Aufklärung, Qualitätssicherung und Transparenz

Für Ärzte besteht daher die dringende Aufgabe, sowohl über den Nutzen als auch über die Grenzen der aufzuklären: KI ist kein Ersatz für ärztliche Entscheidungskompetenz, sondern ein Zusatzinstrument – potenziell hilfreich bei standardisierten Fragestellungen, nicht aber geeignet für individualisierte Diagnostik und Therapie. Dieses Verständnis ist gerade im Kontext chronischer oder seltener dermatologischer Erkrankungen besonders wichtig.
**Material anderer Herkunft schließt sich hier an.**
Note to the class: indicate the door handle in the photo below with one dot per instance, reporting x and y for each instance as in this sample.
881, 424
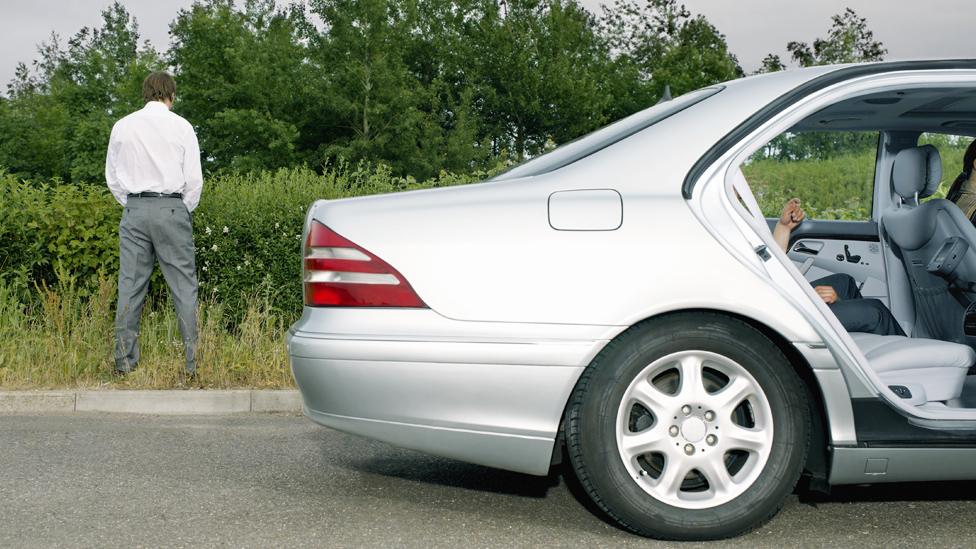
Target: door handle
809, 248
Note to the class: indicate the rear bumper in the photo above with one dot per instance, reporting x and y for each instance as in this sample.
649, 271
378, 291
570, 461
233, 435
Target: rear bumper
492, 400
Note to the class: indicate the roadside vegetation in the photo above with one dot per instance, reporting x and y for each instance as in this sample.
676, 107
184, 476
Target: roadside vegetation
295, 102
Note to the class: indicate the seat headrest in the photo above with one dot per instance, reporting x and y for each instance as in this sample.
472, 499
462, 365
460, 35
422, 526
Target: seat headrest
917, 170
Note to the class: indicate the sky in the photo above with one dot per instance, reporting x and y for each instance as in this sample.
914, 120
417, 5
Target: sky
753, 28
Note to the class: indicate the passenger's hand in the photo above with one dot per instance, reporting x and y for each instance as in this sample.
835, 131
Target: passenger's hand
792, 214
826, 293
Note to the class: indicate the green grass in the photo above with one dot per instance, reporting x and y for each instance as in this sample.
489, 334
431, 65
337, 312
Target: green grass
66, 340
57, 272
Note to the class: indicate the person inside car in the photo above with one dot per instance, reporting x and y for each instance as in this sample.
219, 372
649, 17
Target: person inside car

Ein zentrales Problem: Der „Black-Box-Charakter“ vieler KI-Anwendungen. Häufig bleiben die Datenquellen, Entscheidungslogiken und Parameterkonfigurationen undurchsichtig – sowohl für Patienten als auch für medizinisches Fachpersonal. Dies erschwert die Validierung und Einordnung der Ergebnisse. Daher wird eine Etablierung von Post-Market Surveillance gefordert, eine transparente Dokumentation der Trainingsdaten sowie Qualitätskontrollen, die dem Standard regulierter Medizinprodukte entsprechen.
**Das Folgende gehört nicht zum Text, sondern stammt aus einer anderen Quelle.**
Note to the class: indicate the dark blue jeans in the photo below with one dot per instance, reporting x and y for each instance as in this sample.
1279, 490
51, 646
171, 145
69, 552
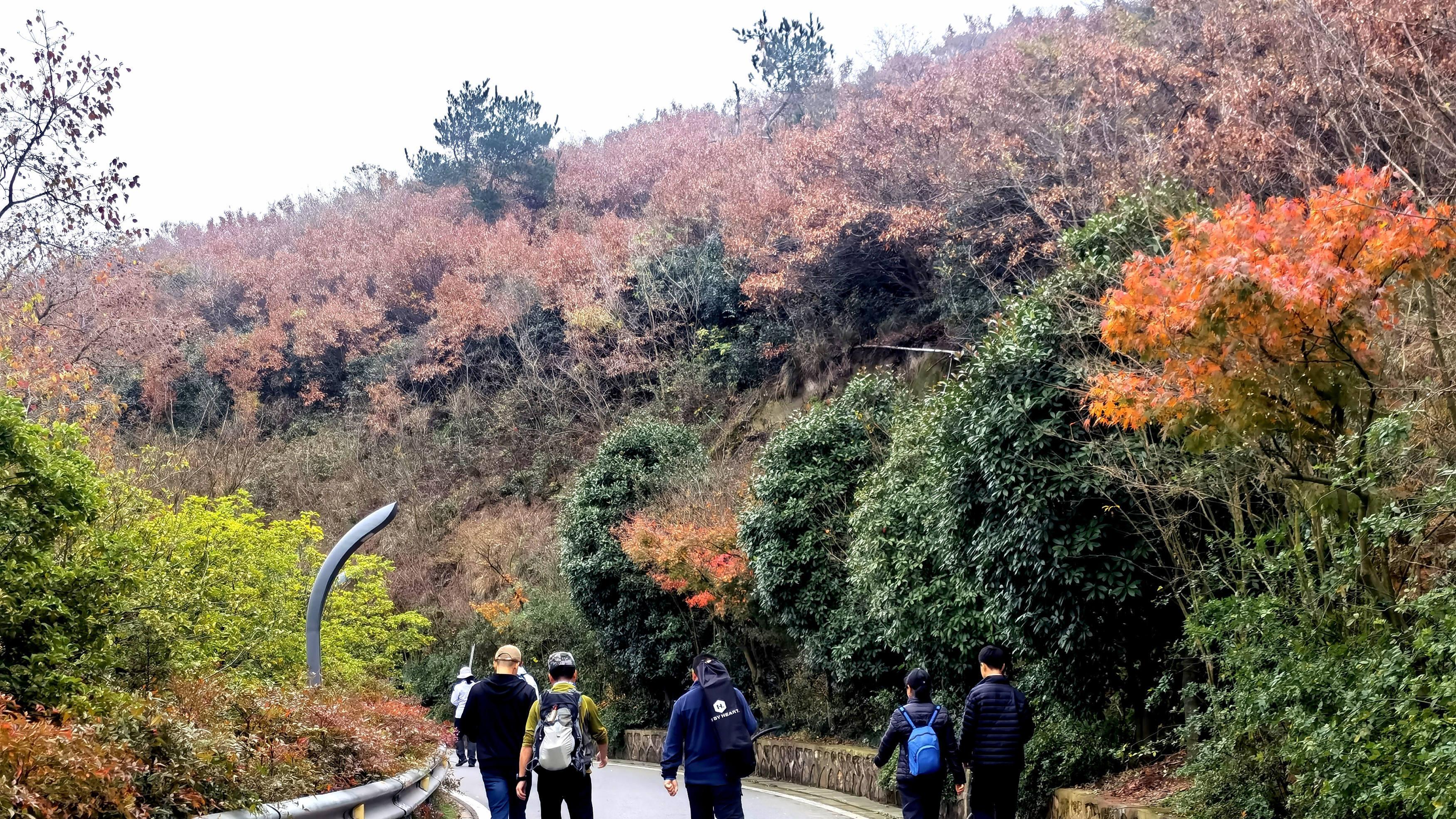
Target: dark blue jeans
993, 792
465, 750
921, 798
500, 793
716, 802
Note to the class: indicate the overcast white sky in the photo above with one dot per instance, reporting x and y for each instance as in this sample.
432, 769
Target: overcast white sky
236, 105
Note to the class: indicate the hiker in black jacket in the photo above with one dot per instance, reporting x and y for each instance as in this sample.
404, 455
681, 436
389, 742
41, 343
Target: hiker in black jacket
921, 796
993, 732
495, 720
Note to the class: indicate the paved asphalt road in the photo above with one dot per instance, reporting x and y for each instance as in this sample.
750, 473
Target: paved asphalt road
624, 790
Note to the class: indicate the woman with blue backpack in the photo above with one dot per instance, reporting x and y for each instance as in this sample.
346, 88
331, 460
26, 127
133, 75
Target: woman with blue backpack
922, 732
Patientenorientierter Einsatz: Perspektiven aus der Versorgung

Susanna Palkonen, Direktorin der European Federation of Allergy and Airways Diseases Patients’ Associations (EFA), wies darauf hin, wie groß der Informationshunger Betroffener oft ist. Besonders wenn es um Alltag, Pflege, emotionale Belastung oder soziale Rechte geht. Hier könne die KI niedrigschwellige, strukturierte Erstinformationen liefern. Eine echte ärztliche Begleitung aber bleibt durch nichts zu ersetzen.
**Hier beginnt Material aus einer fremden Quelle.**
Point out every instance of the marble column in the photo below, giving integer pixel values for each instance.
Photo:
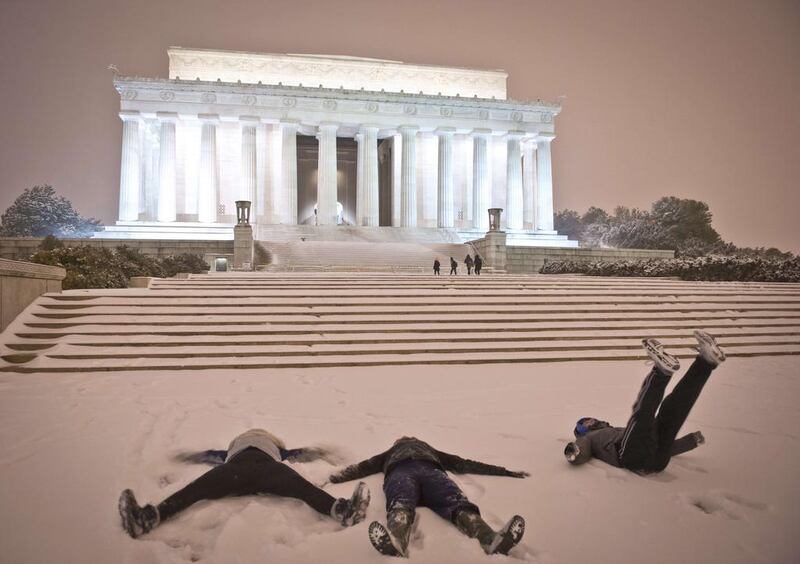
(130, 179)
(359, 178)
(481, 185)
(249, 175)
(286, 206)
(397, 173)
(544, 192)
(528, 183)
(408, 177)
(166, 167)
(370, 176)
(207, 181)
(326, 180)
(514, 200)
(444, 193)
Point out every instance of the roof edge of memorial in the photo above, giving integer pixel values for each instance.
(342, 58)
(121, 81)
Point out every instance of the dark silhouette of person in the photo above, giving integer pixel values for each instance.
(415, 475)
(468, 261)
(252, 465)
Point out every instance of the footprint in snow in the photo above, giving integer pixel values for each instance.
(725, 504)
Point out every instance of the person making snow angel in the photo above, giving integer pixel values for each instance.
(648, 442)
(415, 474)
(251, 466)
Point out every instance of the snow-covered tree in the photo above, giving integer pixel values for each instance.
(38, 212)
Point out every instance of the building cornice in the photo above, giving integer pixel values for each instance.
(287, 98)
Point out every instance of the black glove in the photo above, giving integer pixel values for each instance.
(571, 451)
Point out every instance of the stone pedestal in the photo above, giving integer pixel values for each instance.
(494, 254)
(243, 247)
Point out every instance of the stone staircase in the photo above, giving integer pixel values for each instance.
(299, 320)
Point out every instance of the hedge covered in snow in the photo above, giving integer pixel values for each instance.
(713, 267)
(101, 267)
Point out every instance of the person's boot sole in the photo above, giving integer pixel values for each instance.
(382, 540)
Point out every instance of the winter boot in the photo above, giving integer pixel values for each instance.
(698, 437)
(708, 348)
(394, 541)
(136, 520)
(508, 537)
(471, 524)
(665, 362)
(351, 511)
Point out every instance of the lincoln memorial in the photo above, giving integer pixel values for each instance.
(315, 141)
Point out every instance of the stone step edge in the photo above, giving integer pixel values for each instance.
(349, 363)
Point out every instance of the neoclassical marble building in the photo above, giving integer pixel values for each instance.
(325, 140)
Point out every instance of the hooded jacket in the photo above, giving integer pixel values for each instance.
(411, 448)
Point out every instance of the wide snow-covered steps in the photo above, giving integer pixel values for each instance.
(348, 319)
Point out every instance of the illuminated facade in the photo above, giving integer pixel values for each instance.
(323, 140)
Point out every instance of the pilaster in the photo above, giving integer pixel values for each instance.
(166, 167)
(130, 167)
(327, 183)
(408, 180)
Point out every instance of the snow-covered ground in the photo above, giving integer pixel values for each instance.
(71, 443)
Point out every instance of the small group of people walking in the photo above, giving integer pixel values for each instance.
(472, 264)
(415, 474)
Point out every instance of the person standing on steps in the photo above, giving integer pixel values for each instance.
(415, 474)
(251, 466)
(648, 442)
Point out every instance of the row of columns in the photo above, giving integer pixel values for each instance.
(525, 197)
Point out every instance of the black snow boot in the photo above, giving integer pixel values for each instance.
(472, 525)
(136, 520)
(392, 540)
(351, 511)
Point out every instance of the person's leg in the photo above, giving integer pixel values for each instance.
(402, 491)
(676, 407)
(637, 448)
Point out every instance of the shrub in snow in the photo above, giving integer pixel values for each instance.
(38, 212)
(99, 267)
(714, 267)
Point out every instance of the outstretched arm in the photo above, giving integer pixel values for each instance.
(455, 463)
(213, 457)
(579, 451)
(362, 469)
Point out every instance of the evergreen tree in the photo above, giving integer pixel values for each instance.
(39, 212)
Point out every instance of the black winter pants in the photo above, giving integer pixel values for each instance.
(251, 472)
(647, 443)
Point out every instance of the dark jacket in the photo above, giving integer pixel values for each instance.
(604, 444)
(410, 448)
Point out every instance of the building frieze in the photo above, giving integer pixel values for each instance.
(283, 98)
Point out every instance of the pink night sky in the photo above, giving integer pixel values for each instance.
(697, 99)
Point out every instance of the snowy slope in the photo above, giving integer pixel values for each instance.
(72, 442)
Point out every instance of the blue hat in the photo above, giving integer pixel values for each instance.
(587, 424)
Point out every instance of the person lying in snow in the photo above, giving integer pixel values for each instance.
(415, 474)
(251, 466)
(646, 444)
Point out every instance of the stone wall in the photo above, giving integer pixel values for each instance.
(23, 282)
(529, 260)
(21, 248)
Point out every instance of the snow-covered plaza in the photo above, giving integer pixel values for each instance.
(72, 440)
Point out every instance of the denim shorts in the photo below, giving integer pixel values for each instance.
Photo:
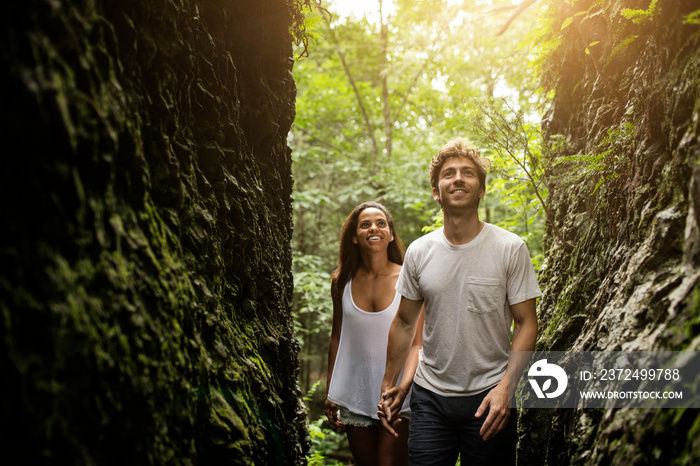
(442, 428)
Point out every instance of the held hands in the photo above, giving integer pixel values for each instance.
(390, 406)
(497, 404)
(331, 410)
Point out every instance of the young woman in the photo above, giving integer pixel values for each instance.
(364, 304)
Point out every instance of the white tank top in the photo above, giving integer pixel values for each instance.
(356, 381)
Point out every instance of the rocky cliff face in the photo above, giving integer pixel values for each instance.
(145, 247)
(632, 282)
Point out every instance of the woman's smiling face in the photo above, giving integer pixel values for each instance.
(372, 229)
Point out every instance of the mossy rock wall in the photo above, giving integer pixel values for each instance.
(145, 247)
(632, 282)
Fazit: KI ist bereits fester Bestandteil der dermatologischen Arbeitsrealität. Um Qualität und Patientensicherheit langfristig zu gewährleisten, braucht es jedoch klare ethische Richtlinien, regulatorische Maßnahmen und eine kritische Fortbildung des Fachpersonals. Nur dann kann KI ihr Potenzial entfalten – als präzises Werkzeug und nicht als gefährlicher Ratgeber.

Quellen:
  1. Prof. Dr. Dr. Alexander Zink, Dr. Karlijn Clarysse.Social media in my daily practice (Session ID D3T03.2), EADV Congress 2025, Virtual/Paris, Friday, 19 Sep, 10:15 - 11:45 CEST.
  2. Mrs. Tammi Shipowick, Prof. Aleksandra Lesiak, Dr. Catherine van Montfrans. AI and social media strategies in dermatological practice (Session ID D2T14.1), EADV Congress 2025, Virtual/Paris, Thursday, 18 Sep, 08:30 - 10:00 CEST.